Trotz dieser Fortschritte verzeichnete das Unternehmen im Jahr 2025 einen Nettoverlust von 3,6 Milliarden Euro, während die Nettoverschuldung fast 30 Milliarden Euro erreichte. Rechtliche Belastungen durch anhängige Klagen im Zusammenhang mit dem Unkrautvernichter Roundup verschärften die Situation zusätzlich. Dennoch blieb die Pharmasparte stabil – gestützt durch aktuelle klinische Erfolge.

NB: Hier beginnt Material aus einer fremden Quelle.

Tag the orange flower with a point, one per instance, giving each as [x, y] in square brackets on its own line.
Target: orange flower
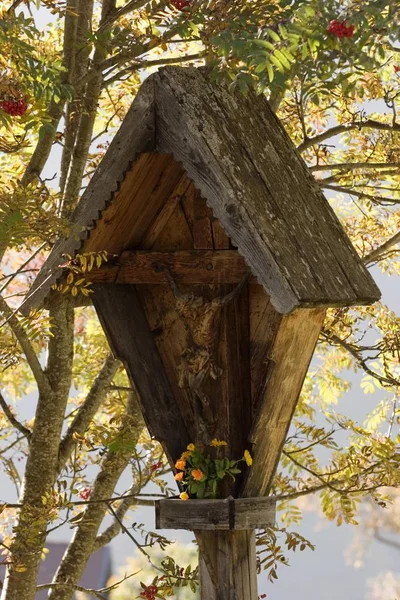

Am 1. April 2026 wird der US-Supreme Court über Warnhinweise für Roundup verhandeln. Eine Entscheidung, die bis Mitte Juni erwartet wird, könnte die finanzielle Zukunft des Unternehmens prägen. Ein günstiges Urteil in Kombination mit einer möglichen Zulassung von Kerendia für eine größere Patientengruppe könnte die Schuldenprobleme mildern und die Pläne unterstützen, in den nächsten zehn Jahren zehn Blockbuster-Medikamente auf den Markt zu bringen.

Der Erfolg der Kerendia-Studie eröffnet neue Perspektiven für die Behandlung von CKD. Das anstehende Urteil des Supreme Court zu Roundup wird zudem entscheidend sein, ob das Unternehmen seine Finanzen stabilisieren kann. Gemeinsam werden diese Entwicklungen beeinflussen, inwieweit das Unternehmen in den kommenden Jahren neue Therapien für Patienten zugänglich machen kann.